You do have to feel for the big corporations who were being discriminated against before the Supreme Court decided they could spend unlimited amounts of money in elections, right? Jeff Sessions, for one, is standing up for corporate underdogs who have fallen victim to moral injustice. Talking Points Memo reports:
Last night, elaborating on his criticisms of former Supreme Court Justice Thurgood Marshall, Sessions made the unusual comparison of Citizens United v. FEC to Brown v. Board of Education of Topeka.
"[Marshall] was right on Brown v. Board of Education. It's akin in my view to the Citizen's United case. The court sat down and we went back to first principles--What does the Constitution say? Everybody should be equal protection of the laws," Sessions told me after a Senate vote last night.

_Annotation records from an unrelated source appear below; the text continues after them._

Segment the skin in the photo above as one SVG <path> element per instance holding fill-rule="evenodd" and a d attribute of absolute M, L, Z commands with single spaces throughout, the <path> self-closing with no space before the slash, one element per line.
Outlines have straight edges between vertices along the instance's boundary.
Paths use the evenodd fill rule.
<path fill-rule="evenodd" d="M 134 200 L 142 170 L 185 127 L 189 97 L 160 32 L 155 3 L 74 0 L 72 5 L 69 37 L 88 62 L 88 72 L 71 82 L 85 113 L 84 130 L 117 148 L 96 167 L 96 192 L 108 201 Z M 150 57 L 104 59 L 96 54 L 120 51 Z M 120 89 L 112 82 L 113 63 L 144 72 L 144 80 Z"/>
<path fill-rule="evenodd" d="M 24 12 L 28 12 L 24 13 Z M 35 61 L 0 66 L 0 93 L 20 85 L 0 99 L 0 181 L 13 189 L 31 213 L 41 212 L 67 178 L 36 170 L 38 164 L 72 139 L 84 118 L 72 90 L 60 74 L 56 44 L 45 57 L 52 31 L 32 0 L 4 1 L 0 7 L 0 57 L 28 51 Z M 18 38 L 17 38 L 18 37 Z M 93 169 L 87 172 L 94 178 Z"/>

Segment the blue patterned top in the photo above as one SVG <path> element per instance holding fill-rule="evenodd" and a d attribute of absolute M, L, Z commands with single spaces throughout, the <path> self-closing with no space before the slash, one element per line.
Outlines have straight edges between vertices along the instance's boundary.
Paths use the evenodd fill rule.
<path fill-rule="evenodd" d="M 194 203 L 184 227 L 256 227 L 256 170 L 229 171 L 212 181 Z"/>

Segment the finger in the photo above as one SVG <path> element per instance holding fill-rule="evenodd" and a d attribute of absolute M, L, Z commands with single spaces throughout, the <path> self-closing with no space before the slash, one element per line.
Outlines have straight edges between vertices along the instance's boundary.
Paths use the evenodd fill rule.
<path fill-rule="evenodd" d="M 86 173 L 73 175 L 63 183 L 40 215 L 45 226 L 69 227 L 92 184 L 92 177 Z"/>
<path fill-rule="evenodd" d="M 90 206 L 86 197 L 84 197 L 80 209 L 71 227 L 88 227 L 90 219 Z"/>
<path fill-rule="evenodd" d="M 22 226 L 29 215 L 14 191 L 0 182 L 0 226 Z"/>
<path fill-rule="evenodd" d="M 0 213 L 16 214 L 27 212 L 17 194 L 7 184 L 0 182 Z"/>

"Is it treating people equally to say you can go to this school because of the color of your skin and you can't?" Sessions asked rhetorically. "We've now honestly concluded and fairly concluded that it violates the equal protection clause."
Come again?
Let’s break this down into a few points that I guess we shouldn’t assume are obvious:
- Brown v. Board of Education ended the systematic segregation of the American school system. Citizens United v. FEC struck down a law that didn’t let corporations spend as much as they wanted to on electioneering communications.
- The GOP has spent a large part of the past two days attacking Justice Marshall for what they call his “activist” judicial philosophy. They define that philosophy as an insufficient reverence for the Constitution as originally written and intended.
- Brown v. Board of Ed (which Marshall argued) is a classic example of a case in which the Supreme Court interpreted part of the Constitution—the 14th Amendment—in a way at odds with the original intent of its writers, but in line with evolving social mores and values. Elena Kagan made that very point herself this morning, as did former Justice David Souter a few weeks ago.
- Sessions says that the same philosophy led to Brown v. Board and Citizens United, but continues to slam Thurgood Marshall, the architect of the Brown argument, while praising the results of Citizens United.
The confusing logic aside, the main point here is that Sessions just compared limits on corporate spending in elections with systematic racial segregation. This is the top Republican on the Senate Judiciary Committee. And abstract arguments about judicial philosophy aside, that’s just appalling.